Inflation or deflation?
The debate is still going on:
Understand labor market dynamics
What we will be witnessing may well be another jobless recovery, just like after 1991 and 2001 recessions.
With working hours of full-time workers being cut (see chart 1 below), and a lot of people on part-time-job roll (chart 2), when true economic recovery comes, employers will first increase working hours of existing full-time workers, then transfer people from part-time roll back into full-time. This means any new hiring will come very late and slow…maybe years after official recession ends. Measure of broader unemployment rate, including drop of part-time workers from full-time labor force, in fact now already reached over 16% (chart 3).
Chart 1.
(click to enlarge; graph courtesy of calculatedrisk)
Chart 2.
(click to enlarge; graph courtesy of calculatedrisk)
Chart 3.
Here below is an analytic piece from WSJ yesterday on the same topic:
Jobs Data Mow Down ‘Green Shoots’
June’s payrolls numbers contradict the “green-shoots” thesis. Worse, the data suggest that when they do appear, they won’t exactly shoot up.
Since the U.S. officially entered recession in December 2007, 6.9 million jobs have been lost, on a seasonally adjusted basis. More bad news lies beneath Thursday’s headline numbers. The average workweek fell to 33 hours, the lowest ever on record and 0.8 hours less than before the recession began.
If Americans still were clocking those extra 48 minutes a week now, then the same aggregate amount of work could get done with 3.3 million fewer employees. The implication is that, were it not for shorter workweeks, the unemployment rate would be 11.7%, not the official 9.5%.
Stealth underemployment also is evident in the rise in the number of workers taking part-time jobs due to the slack economy. Their ranks have doubled in this recession, to about nine million, or 5.8% of the work force.
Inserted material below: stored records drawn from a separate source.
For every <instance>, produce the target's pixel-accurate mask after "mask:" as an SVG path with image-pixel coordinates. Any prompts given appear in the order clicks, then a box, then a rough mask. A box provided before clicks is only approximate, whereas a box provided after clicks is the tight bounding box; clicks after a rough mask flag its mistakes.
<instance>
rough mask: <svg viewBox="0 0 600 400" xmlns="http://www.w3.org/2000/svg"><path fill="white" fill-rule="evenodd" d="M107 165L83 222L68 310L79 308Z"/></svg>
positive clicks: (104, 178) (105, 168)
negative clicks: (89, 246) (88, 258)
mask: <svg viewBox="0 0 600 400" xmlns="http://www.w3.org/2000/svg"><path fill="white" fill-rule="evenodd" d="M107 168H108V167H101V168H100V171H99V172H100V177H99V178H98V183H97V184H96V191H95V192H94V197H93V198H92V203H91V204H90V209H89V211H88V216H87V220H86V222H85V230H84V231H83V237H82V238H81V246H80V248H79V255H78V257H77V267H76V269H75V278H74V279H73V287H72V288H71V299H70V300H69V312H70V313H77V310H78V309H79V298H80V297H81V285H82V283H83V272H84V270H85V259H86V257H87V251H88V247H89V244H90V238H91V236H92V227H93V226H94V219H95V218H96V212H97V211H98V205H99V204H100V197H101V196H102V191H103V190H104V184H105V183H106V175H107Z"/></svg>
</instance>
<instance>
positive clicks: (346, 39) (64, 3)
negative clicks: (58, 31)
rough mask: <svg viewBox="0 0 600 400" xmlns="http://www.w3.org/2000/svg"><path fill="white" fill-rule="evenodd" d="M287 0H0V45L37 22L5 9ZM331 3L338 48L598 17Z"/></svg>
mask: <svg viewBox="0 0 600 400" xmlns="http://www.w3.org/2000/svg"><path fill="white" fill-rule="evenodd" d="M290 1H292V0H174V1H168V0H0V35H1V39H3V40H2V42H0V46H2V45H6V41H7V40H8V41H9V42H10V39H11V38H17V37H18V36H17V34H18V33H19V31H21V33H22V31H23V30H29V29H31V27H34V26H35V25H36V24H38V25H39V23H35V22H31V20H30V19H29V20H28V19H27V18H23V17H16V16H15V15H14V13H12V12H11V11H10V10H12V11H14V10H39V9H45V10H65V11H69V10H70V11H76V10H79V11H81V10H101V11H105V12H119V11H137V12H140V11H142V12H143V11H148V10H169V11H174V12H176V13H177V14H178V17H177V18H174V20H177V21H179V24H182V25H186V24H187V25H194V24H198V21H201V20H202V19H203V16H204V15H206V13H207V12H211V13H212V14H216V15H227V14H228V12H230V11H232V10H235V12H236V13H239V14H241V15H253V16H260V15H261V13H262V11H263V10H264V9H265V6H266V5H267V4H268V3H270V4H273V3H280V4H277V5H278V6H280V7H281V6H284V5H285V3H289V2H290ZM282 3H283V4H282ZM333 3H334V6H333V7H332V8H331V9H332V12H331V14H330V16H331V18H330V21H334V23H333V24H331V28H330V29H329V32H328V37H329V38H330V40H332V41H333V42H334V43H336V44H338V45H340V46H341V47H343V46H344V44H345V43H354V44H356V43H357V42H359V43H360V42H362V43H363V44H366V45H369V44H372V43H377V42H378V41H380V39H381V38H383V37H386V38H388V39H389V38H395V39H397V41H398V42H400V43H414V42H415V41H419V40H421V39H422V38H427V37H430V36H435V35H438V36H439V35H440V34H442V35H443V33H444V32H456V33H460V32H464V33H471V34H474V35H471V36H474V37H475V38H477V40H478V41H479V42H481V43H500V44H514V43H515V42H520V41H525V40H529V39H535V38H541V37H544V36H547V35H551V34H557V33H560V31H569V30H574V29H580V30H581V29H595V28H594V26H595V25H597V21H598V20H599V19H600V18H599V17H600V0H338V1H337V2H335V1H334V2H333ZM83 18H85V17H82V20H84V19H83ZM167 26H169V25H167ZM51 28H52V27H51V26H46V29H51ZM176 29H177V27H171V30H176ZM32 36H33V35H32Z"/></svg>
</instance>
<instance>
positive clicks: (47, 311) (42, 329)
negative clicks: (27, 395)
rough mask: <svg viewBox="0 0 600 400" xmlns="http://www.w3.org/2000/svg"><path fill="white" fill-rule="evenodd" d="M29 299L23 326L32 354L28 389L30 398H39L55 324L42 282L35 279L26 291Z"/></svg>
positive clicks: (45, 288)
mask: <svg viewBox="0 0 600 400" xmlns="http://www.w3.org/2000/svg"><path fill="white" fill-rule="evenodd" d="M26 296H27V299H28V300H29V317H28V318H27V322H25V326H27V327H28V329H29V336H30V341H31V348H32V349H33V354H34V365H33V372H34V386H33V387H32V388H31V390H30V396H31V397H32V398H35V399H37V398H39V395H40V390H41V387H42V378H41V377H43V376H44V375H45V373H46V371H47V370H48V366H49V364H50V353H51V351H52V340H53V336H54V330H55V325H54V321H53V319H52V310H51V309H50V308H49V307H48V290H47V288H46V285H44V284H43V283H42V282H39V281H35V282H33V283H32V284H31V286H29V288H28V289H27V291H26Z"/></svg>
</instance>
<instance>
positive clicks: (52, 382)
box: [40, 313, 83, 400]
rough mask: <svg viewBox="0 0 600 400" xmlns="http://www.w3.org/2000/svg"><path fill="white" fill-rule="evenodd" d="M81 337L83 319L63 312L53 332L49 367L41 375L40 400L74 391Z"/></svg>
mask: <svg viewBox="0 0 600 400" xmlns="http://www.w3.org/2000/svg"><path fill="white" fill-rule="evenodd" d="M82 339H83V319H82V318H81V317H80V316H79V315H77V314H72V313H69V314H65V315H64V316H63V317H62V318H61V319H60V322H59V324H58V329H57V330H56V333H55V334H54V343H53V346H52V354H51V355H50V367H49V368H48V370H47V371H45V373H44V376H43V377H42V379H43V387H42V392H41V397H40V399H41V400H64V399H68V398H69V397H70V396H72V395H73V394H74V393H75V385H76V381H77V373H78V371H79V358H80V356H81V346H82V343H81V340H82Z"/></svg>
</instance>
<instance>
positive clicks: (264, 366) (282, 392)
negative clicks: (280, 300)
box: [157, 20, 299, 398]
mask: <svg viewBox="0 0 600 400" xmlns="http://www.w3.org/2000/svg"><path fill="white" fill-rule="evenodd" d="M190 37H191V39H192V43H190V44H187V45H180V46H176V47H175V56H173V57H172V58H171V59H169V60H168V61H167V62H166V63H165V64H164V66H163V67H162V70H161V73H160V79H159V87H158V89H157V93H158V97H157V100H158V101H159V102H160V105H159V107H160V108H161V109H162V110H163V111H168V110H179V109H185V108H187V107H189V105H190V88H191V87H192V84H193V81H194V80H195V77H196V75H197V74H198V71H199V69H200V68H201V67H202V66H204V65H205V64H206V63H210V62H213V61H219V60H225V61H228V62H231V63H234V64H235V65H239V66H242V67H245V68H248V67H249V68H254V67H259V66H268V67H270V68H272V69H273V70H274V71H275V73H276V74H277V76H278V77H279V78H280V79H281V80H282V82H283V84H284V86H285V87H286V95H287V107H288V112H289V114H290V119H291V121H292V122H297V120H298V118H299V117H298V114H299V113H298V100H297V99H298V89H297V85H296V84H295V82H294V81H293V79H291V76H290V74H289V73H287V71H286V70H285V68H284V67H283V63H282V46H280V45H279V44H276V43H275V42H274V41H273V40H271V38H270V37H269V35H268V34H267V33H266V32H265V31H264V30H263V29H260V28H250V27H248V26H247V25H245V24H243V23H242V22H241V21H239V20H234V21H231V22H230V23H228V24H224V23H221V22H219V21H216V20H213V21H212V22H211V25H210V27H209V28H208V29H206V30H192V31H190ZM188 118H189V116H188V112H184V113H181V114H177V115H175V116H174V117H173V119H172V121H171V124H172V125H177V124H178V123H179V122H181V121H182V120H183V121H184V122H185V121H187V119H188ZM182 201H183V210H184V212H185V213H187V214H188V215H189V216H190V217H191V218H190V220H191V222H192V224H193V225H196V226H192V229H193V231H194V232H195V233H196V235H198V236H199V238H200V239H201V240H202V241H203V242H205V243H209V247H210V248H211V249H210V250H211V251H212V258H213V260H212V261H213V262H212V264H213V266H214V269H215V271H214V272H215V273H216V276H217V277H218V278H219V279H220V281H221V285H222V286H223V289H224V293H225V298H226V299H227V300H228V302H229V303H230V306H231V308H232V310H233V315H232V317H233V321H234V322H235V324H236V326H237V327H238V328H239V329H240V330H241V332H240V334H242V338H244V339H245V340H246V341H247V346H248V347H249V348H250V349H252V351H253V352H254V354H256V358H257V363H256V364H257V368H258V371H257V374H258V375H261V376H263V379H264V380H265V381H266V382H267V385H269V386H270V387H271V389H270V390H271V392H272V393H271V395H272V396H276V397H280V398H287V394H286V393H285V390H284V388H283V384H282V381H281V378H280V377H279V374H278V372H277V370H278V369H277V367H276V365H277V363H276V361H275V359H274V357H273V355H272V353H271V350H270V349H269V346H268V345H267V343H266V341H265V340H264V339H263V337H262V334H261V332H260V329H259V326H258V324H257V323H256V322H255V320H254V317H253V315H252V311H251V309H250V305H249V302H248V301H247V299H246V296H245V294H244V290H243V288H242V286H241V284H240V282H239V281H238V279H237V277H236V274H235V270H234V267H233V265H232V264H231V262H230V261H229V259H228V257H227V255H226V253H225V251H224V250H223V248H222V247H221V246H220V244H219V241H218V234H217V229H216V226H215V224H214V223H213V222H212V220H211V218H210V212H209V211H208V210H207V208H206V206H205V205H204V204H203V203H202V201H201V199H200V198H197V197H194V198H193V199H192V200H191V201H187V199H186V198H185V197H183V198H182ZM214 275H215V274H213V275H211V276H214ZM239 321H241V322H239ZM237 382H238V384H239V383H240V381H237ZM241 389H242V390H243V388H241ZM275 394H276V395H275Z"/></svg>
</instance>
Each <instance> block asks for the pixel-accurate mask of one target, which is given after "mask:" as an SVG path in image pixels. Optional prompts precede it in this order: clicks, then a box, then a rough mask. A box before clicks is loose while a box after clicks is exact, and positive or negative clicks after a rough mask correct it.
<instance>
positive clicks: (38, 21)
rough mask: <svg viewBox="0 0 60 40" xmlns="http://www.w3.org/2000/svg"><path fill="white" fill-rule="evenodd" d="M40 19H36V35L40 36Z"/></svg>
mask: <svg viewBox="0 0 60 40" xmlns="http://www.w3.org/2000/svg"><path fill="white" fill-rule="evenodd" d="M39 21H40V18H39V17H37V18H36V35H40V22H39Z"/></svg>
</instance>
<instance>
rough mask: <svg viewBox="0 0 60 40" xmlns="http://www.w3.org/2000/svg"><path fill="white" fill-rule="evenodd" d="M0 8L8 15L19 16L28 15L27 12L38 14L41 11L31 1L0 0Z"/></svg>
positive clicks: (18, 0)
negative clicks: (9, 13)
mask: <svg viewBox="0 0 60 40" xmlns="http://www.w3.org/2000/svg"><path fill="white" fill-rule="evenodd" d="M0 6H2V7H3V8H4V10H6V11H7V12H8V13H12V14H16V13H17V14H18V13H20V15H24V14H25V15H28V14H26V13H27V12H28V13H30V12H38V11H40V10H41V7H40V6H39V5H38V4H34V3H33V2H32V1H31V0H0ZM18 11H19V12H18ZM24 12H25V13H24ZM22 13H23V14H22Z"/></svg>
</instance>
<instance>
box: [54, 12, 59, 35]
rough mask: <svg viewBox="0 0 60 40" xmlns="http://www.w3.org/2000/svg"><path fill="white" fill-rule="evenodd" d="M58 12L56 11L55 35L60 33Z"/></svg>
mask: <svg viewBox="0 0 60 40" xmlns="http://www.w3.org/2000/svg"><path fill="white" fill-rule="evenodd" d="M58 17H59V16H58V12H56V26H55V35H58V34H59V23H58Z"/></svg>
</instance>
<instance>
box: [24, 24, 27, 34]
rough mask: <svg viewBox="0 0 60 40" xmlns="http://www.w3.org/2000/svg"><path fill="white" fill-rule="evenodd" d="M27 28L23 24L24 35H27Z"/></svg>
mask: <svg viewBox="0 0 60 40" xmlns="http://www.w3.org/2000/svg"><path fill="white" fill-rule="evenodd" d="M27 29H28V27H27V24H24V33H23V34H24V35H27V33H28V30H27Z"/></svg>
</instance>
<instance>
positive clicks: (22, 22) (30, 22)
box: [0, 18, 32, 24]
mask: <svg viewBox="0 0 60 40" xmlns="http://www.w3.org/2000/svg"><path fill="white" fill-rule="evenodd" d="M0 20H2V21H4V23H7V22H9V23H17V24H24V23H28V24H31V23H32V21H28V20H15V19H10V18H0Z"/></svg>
The likelihood is that when economic activity picks up, employers will choose to increase hours on existing workers and bring back part-time workers to full-time status before making new hires.
That sets up a recovery that could rival the previous upswing in terms of joblessness. The difference between any coming upturn and the one that ended in December 2007 is that struggling workers will have less credit available to maintain spending habits. Paradoxically, labor’s woes likely will enable many firms to beat near-term earnings expectations, as wage costs dwindle or stagnate. But the unavoidable conclusion is that the consumer-spending power needed to fuel a sharp rebound in the economy just isn’t there.
China’s strategic commodities buildup
I have voiced caution in using commodity prices, especially copper, as leading economic indicator. With new data coming out of China, it looks like China has been strategically building up commodities inventory and a good part of Chinese recovery story as reflected by commodities prices may have gone a bit too far.
The below chart from BoFIT looks at China’s crude and iron ore imports, at a 3-month moving average, dating back to 2001. The recent sharp jump at both imports can’t even be justified during normal economic times, let alone we are in the deepest recession since WWII.
There is only one explanation: China is buying commodities on the cheap.
More analysis from BoFIT:
China’s appetite for commodities driven by desire to build up inventories. Although the volume of Chinese imports overall is still down 6 % from last year (and down 25 % in value terms), import volumes have rebounded sharply in recent months due largely to a massive increase in commodity imports. Crude oil import volumes now exceed last year’s level and iron ore imports are up about a third from last year (see chart). Imports of pure aluminium and copper have skyrocketed from previous years.
The growth in imports of metallic ores and refined metals has been driven in part from of a revival in construction activity as a result of the government’s stimulus package. Increased construction, in turn, has helped steelmakers recover from last year’s production collapse. Carmakers are also driving metal demand. In May, China produced about 600,000 passenger cars, a third more than in May 2008.
Higher output, however, does not fully explain the increase. Companies appear to be taking advantage of a slump in global commodity prices to replenish depleted raw material inventories; energy prices are about half of last year’s peak and metal prices are off 40 % from their recent highs. There is also evidence that certain commodities are cheaper abroad right now than in China. For example, China’s own iron ore production is still well below the level of a year ago.
China’s building up of strategic commodity reserves is affecting global demand for crude oil and metals. Its recent aggressive purchasing of pure aluminium and copper may be related to the build up.